STJ fixa teses sobre permanência de ex-empregado aposentado em plano de saúde coletivo

Conforme tema apontado, a Segunda Seção do Superior Tribunal de Justiça (STJ) afetou os Recursos Especiais 1.818.487, 1.816.482 e 1.829.862, todos de relatoria do Ministro Antonio Carlos Ferreira, para julgamento sob o rito dos repetitivos.

Tal entendimento, cadastrado como Tema 1.034 na base de dados do STJ, está ementado da seguinte forma: “Definir quais condições assistenciais e de custeio do plano de saúde devem ser mantidas a beneficiários inativos, nos termos do artigo 31 da Lei 9.656/1998”.

Prevaleceram três teses: a contagem do prazo de dez anos de permanência no período de ativa; a criação de um plano único, com paridade entre ativos e inativos; e a possibilidade de eventuais mudanças nos planos de saúde dos empregados ativos serem estendidas aos aposentados.

Cumpre ressaltar que o colegiado determinou a suspensão da tramitação de todos os processos pendentes, individuais ou coletivos, que versem sobre a questão, em todo o território nacional, mantida, no entanto, a possibilidade de concessão de medidas urgentes pelas instâncias ordinárias.

Diante do exposto, pode-se observar que tal entendimento do STJ favorece o empregado ativo em relação à ausência de prejuízo na contagem do prazo de dez anos de permanência no plano de saúde, em caso de mudança da operadora ou dos demais parâmetros durante a ativa, e beneficia o aposentado diante da determinação da paridade total do custeio e das condições de cobertura assistencial entre ativos e inativos.

STJ julgou o REsp 1.919.208/MA, cujo propósito consistia em dizer se é devida indenização por lucros cessantes

Em 20/04/2021, o Superior Tribunal de Justiça julgou o REsp 1.919.208/MA, cujo propósito consistia em dizer se é devida indenização por lucros cessantes pelo período em que o imóvel objeto de contrato de locação permaneceu indisponível para uso, após sua devolução pelo locatário em condições precárias.

Conforme previsão expressa do art. 569 do Código Civil e do art. 23 da Lei n° 8.245/91 (lei de locações), incumbe ao locatário usar e gozar do bem locado de forma regular, tratando-o com o mesmo cuidado como se fosse seu e, findado o contrato de locação, restituí-lo ao locador no estado em que o recebeu, ressalvadas as deteriorações decorrentes do seu uso normal. Lado outro, inquestionável é a responsabilidade do locatário que causar danos ao imóvel em virtude de má utilização, sendo direito do locador, além da rescisão contratual, a indenização por perdas e danos.

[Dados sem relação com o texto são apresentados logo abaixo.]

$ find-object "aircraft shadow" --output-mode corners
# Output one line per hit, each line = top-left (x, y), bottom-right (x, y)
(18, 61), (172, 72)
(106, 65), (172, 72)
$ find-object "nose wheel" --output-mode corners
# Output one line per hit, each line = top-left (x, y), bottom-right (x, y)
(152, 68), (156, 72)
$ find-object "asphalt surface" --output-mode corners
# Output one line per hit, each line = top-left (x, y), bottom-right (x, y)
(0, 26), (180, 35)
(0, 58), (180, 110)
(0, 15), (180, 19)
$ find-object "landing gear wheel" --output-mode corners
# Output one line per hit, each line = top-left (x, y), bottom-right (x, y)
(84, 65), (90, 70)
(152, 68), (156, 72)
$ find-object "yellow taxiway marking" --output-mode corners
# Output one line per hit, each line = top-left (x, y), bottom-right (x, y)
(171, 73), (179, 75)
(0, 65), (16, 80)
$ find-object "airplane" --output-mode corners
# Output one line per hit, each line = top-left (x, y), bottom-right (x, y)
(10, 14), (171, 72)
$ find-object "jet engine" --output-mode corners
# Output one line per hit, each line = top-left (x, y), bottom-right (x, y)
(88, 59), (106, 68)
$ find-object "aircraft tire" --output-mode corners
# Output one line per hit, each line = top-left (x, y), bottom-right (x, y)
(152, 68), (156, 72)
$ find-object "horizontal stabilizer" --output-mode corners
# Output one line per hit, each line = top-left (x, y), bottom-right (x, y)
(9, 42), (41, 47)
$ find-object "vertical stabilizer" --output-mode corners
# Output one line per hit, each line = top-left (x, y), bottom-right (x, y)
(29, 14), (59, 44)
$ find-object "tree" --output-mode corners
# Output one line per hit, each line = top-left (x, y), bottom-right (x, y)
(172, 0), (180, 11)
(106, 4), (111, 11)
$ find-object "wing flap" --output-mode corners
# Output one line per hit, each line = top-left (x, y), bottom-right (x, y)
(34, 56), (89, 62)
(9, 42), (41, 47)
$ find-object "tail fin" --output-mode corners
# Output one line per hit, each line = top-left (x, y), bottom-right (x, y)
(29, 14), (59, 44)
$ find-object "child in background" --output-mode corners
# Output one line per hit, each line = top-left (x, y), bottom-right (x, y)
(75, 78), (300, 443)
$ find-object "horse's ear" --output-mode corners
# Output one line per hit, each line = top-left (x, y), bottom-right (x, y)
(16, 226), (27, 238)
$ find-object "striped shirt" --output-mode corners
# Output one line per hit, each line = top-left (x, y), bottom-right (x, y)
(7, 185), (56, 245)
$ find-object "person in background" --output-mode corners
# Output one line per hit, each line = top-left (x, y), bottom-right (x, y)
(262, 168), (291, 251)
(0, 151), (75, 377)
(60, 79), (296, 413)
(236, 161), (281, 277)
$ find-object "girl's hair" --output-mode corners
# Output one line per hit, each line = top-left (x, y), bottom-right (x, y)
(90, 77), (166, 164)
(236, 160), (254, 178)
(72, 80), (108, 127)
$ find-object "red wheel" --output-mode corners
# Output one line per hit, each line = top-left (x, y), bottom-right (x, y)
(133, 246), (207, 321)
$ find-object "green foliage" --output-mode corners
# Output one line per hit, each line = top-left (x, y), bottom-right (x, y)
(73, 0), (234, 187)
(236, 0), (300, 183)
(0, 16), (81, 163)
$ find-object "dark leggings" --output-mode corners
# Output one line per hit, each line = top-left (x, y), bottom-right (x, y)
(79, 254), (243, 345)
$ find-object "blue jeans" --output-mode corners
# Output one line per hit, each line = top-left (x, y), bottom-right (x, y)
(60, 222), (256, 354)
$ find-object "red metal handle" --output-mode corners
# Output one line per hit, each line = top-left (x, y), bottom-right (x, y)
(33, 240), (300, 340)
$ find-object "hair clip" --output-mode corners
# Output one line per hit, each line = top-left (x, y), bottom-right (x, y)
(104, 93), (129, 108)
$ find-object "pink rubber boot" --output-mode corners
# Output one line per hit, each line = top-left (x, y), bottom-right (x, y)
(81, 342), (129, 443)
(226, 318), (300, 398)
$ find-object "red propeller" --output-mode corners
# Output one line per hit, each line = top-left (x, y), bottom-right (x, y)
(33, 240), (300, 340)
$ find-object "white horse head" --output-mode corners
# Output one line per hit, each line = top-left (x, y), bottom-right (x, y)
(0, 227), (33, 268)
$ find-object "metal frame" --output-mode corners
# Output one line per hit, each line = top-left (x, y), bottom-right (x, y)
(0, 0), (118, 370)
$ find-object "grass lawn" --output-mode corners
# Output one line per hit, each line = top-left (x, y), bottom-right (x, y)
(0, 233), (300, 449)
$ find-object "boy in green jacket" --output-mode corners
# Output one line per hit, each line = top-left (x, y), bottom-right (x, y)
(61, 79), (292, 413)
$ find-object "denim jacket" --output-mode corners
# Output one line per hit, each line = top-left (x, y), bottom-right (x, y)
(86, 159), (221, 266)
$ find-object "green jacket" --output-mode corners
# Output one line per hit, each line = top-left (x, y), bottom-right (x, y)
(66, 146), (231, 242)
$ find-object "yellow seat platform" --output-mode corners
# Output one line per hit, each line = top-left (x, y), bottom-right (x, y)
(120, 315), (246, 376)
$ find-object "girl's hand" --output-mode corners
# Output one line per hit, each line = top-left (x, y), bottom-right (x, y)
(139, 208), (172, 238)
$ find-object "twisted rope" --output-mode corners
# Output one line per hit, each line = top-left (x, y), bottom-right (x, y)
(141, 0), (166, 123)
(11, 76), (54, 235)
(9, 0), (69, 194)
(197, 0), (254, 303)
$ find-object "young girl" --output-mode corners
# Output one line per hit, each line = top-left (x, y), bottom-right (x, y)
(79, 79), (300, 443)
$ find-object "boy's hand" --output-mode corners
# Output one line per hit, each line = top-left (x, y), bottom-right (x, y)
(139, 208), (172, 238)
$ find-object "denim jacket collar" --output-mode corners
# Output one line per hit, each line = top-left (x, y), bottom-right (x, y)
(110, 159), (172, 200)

No caso analisado, objeto do REsp 1.919.208/MA, a parte autora locou um imóvel ao Estado do Maranhão para que lá funcionasse uma escola pública. Ao final da locação, a edificação lhe foi devolvida em péssimas condições, pois havia sido totalmente dilapidada por ações de vândalos. Buscando resolver o problema, procurou o Estado, que concordou em reparar os danos, desde que fosse feito mediante contratação de empresa adequada por licitação. Face à possibilidade da demora em ver reparado o imóvel, ajuizou pedido de indenização pelos danos causados, acrescido de lucros cessantes.

Ao apreciar a questão, o STJ confirmou o dever de indenizar do locatário pelos danos anormais causados ao imóvel durante a vigência do contrato, bem como entendeu ser cabível a indenização por lucros cessantes em relação ao período em que o imóvel objeto de contrato de locação permaneceu indisponível para uso, após sua devolução pelo locatário em condições precárias. Para mais, o Tribunal da Cidadania consignou que mesmo não havendo prova de que o imóvel seria imediatamente locado após à sua devolução, há dever de indenizar por lucros cessantes, uma vez que, a simples disponibilidade do bem para uso e gozo próprio, ou para qualquer outra destinação que pretendesse o locador, tem expressão econômica e integra a sua esfera patrimonial, que restou reduzida pelo ilícito contratual, pouco importando se o uso seria para fins comerciais ou pessoais.